Mailing List Archive

Experimental gzip compression
Just for kicks, I've added some preliminary, experimental support for
gzip encoding of pages that have been saved in the file cache. If
$wgUseGzip is not enabled in LocalSettings, it shouldn't have any
effect; if it is, it'll make compressed copies of cached files and then
serve them if the client claims to accept gzip.

At present this only affects file-cachable pages: so plain current page
views by not-logged-in users. Compression is only done when generating
the cached file, so it oughtn't to drain CPU resources too much. My
informal testing shows the gzipping takes about 2-3 ms, which is much
shorter than most of the page generation steps. (Though it will eat up
some additional disk space, as both uncompressed and compressed copies
are kept on disk.)

I'd appreciate some testing with various user agents to see if things
are working.

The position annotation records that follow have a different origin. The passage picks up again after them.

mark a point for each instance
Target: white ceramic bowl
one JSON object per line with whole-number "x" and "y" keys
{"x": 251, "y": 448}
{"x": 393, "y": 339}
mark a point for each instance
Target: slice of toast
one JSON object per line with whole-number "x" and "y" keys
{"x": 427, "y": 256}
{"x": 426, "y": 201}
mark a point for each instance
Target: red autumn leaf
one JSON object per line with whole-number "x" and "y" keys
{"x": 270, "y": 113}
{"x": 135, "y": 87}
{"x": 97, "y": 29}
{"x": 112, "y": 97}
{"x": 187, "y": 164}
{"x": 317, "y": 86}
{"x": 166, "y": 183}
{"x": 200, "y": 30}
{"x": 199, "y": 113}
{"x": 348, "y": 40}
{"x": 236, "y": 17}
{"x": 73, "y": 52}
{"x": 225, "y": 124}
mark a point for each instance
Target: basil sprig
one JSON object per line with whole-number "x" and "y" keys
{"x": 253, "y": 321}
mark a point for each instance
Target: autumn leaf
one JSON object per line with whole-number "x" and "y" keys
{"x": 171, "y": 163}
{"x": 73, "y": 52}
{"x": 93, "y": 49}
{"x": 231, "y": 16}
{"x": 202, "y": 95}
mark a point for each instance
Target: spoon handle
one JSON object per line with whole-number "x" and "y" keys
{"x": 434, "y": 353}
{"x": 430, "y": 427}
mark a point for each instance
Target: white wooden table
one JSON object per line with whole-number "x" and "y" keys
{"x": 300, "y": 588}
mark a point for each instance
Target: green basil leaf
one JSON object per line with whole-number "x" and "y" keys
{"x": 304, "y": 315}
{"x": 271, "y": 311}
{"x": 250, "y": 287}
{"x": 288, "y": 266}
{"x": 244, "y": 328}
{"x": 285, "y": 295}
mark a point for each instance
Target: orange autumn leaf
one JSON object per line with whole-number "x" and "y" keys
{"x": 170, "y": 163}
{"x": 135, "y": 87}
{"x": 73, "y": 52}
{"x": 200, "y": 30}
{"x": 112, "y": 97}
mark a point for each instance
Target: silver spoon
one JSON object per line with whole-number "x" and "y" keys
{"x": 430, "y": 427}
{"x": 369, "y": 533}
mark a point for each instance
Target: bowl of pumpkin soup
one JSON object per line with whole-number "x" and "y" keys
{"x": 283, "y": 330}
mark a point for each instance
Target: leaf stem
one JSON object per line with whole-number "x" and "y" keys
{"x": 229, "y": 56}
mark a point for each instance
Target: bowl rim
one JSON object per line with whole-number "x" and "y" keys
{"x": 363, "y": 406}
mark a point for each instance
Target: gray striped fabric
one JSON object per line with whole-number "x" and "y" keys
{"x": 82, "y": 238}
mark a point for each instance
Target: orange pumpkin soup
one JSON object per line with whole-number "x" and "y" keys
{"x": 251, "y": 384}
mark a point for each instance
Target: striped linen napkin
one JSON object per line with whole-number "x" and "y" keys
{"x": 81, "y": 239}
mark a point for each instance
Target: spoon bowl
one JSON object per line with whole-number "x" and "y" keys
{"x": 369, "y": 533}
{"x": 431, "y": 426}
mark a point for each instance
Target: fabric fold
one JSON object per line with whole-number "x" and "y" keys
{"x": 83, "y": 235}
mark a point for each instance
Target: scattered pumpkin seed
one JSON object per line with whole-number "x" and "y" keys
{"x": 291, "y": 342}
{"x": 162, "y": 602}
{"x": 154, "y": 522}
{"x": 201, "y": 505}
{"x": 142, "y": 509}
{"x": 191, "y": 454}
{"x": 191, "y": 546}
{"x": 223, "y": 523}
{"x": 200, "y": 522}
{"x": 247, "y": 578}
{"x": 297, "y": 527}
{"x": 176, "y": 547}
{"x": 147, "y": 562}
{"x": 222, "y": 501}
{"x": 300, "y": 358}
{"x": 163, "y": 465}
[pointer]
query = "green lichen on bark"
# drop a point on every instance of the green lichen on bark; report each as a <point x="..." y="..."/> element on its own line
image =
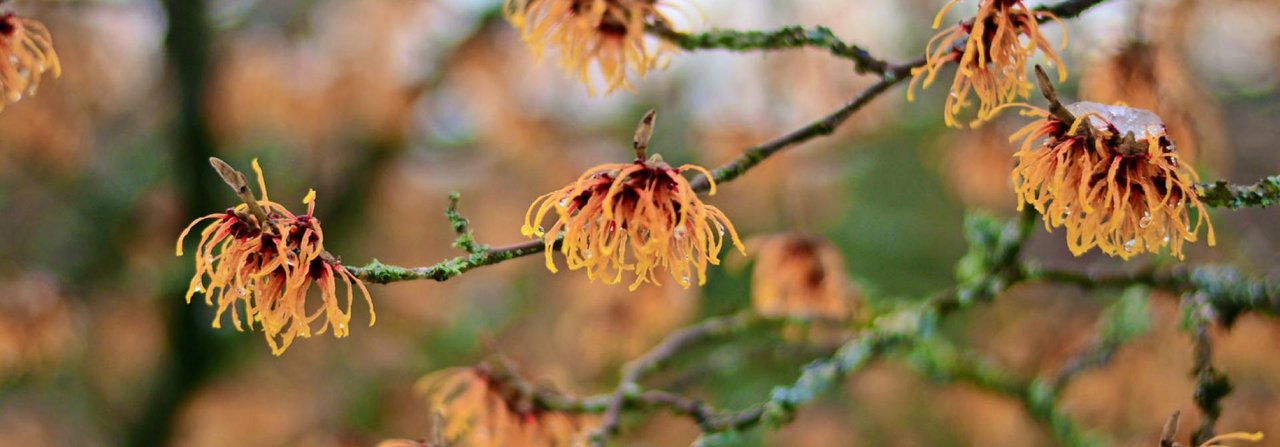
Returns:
<point x="1265" y="192"/>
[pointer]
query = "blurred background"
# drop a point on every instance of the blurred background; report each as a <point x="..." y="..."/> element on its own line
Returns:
<point x="385" y="106"/>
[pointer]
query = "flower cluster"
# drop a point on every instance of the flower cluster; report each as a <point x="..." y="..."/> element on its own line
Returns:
<point x="1111" y="177"/>
<point x="26" y="53"/>
<point x="640" y="217"/>
<point x="604" y="33"/>
<point x="993" y="65"/>
<point x="265" y="259"/>
<point x="478" y="407"/>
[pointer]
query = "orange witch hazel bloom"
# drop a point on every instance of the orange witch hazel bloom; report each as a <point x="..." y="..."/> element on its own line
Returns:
<point x="993" y="67"/>
<point x="608" y="35"/>
<point x="636" y="217"/>
<point x="480" y="406"/>
<point x="268" y="268"/>
<point x="1112" y="177"/>
<point x="26" y="53"/>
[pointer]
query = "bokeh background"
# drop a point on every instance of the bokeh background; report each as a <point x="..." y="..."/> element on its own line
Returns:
<point x="385" y="106"/>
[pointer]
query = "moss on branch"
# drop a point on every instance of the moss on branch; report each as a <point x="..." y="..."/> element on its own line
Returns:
<point x="1262" y="194"/>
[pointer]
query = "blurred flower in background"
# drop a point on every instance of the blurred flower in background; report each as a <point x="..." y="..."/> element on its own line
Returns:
<point x="479" y="407"/>
<point x="800" y="277"/>
<point x="26" y="53"/>
<point x="37" y="325"/>
<point x="598" y="35"/>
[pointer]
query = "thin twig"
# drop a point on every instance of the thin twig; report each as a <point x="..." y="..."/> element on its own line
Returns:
<point x="1262" y="194"/>
<point x="823" y="127"/>
<point x="635" y="370"/>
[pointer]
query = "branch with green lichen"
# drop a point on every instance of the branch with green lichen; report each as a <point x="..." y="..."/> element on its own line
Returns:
<point x="1225" y="291"/>
<point x="382" y="273"/>
<point x="817" y="37"/>
<point x="942" y="361"/>
<point x="1121" y="322"/>
<point x="993" y="249"/>
<point x="787" y="37"/>
<point x="795" y="36"/>
<point x="1211" y="383"/>
<point x="466" y="240"/>
<point x="1262" y="194"/>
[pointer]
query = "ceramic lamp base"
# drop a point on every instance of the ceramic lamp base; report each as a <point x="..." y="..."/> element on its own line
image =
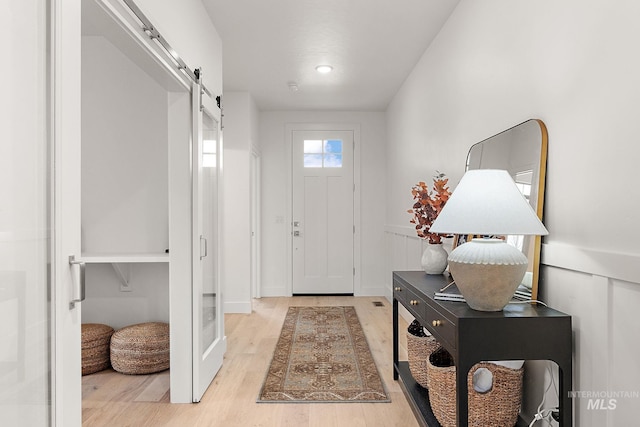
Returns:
<point x="487" y="272"/>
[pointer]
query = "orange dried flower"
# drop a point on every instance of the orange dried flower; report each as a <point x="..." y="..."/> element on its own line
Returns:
<point x="427" y="205"/>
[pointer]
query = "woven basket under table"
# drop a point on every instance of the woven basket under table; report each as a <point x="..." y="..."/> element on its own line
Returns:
<point x="418" y="351"/>
<point x="141" y="348"/>
<point x="497" y="407"/>
<point x="95" y="339"/>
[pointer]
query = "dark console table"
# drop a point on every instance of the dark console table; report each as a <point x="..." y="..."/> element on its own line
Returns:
<point x="519" y="332"/>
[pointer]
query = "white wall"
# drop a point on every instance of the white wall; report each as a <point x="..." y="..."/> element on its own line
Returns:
<point x="240" y="135"/>
<point x="495" y="64"/>
<point x="124" y="185"/>
<point x="187" y="28"/>
<point x="275" y="167"/>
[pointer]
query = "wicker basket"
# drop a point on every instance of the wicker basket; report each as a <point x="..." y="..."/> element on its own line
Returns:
<point x="95" y="347"/>
<point x="419" y="349"/>
<point x="141" y="349"/>
<point x="497" y="407"/>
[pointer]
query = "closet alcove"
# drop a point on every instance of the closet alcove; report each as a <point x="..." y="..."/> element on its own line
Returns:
<point x="143" y="131"/>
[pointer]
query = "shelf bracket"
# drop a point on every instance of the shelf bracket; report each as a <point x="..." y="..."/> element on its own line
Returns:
<point x="124" y="274"/>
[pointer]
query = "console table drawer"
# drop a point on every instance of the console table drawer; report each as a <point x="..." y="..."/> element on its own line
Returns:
<point x="441" y="328"/>
<point x="414" y="304"/>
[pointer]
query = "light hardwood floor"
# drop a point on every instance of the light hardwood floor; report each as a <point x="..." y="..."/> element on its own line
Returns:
<point x="116" y="400"/>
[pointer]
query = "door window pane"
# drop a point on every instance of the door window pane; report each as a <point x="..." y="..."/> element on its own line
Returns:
<point x="323" y="153"/>
<point x="313" y="160"/>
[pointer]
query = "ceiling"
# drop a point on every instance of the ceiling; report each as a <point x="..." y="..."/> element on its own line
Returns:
<point x="372" y="45"/>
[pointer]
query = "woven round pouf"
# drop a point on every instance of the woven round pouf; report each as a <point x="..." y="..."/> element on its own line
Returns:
<point x="141" y="348"/>
<point x="95" y="347"/>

If you receive a compressed page, there'll be a comment at
the end of the page like <!-- Cached/compressed [timestamp] -->

A few notes:

This needs zlib support compiled into PHP to work. I've done this on
Larousse.

An on-the-fly compression filter could also be turned on for dynamic
pages and logged-in users, but I haven't done this yet. Compression
support could be a user-selectable option, so those with problem
browsers could turn it off, or those with slow modems could turn it on
where off by default. :)

The purpose of all this is of course to save bandwidth; there are two
ends of this, the server and the client:

Jimbo has pooh-poohed concerns about our bandwidth usage; certainly the
server has a nice fat pipe to the internet and isn't in danger of
choking, and whatever Bomis's overall bandwidth usage, Jimbo hasn't
complained that we're crowding out his legitimate business. :) But
still, we're looking at 5-20 *gigabytes* *per day*. A fair chunk of
that is probably images and archive dumps, but a lot is text.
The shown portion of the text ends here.